Ale najszlachetniejszą jego siłą jest zrozumienie, że ponad nim jest coś wyższego; w ślad za tym idzie cześć dla owej Istoty wyższej i przeznaczenie do tej czci samego siebie. Człowiek umie uznać Boga ponad sobą, umie Go wielbić i oddawać samego siebie, "ażeby Bóg był przezeń uświetniony".
To, że wielkość Boga jaśnieje w duchu, że człowiek składa hołd tej wielkości, i że nie zamykając się samolubnie we własnym "ja", wznosi się ponad siebie, siebie samego poświęca, ażeby Bóg był uświetniony - to właśnie nazywamy ofiarą.
Moc ofiary jest najgłębszą własnością człowieka. W najskrytszej głębi człowieka przebywa owa jasność i cisza, z której ofiara wznosi się ku Bogu.
Widomym znakiem zewnętrznym tego, co w człowieku najgłębsze, najcichsze i najsilniejsze, jest ołtarz. Stoi on w najświętszym miejscu kościoła, szeregiem stopni wzniesiony ponad resztę przestrzeni, która sama jest wyłączona z obszaru działalności ludzkiej, wyodrębniona jak świętość duszy, Stoi zbudowany mocno na masywnym cokole, jak ta niekłamliwa wola w człowieku, wiedząca o Bogu i zdecydowana stanąć w Jego sprawie. A na cokole spoczywa płyta, mensa, miejsce przystosowane wybornie do składania ofiary: swobodna, równa płaszczyzna, bez żadnych zakamarków i załomów. Nie masz tu żadnych praktyk niejasnych, schowanych w półcieniu - wszystko tu jasne, dostępne spojrzeniom każdego.

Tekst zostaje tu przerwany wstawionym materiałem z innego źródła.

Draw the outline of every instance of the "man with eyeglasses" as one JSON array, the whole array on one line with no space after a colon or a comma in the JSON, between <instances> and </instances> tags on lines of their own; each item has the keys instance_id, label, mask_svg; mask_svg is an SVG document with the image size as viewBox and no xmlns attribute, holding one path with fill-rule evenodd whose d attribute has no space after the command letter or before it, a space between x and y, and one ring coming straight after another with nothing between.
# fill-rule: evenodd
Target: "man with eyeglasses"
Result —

Tak samo powinna się odbywać ofiara w sercu: powinna być jasna wobec Bożego spojrzenia, wolna od wszelkich zastrzeżeń i podstępów. Ale oba ołtarze należą do siebie wzajemnie: ów ołtarz zewnętrzny, stojący na powszechnym widoku, i ten drugi, wewnętrzny. Pierwszy z nich jest sercem kościoła; drugi - najgłębszym przybytkiem żywej piersi ludzkiej, tej duchowej świątyni, której wyrazem i podobieństwem jest owa świątynia widoma, zewnętrzna ze swymi ścianami i sklepieniem.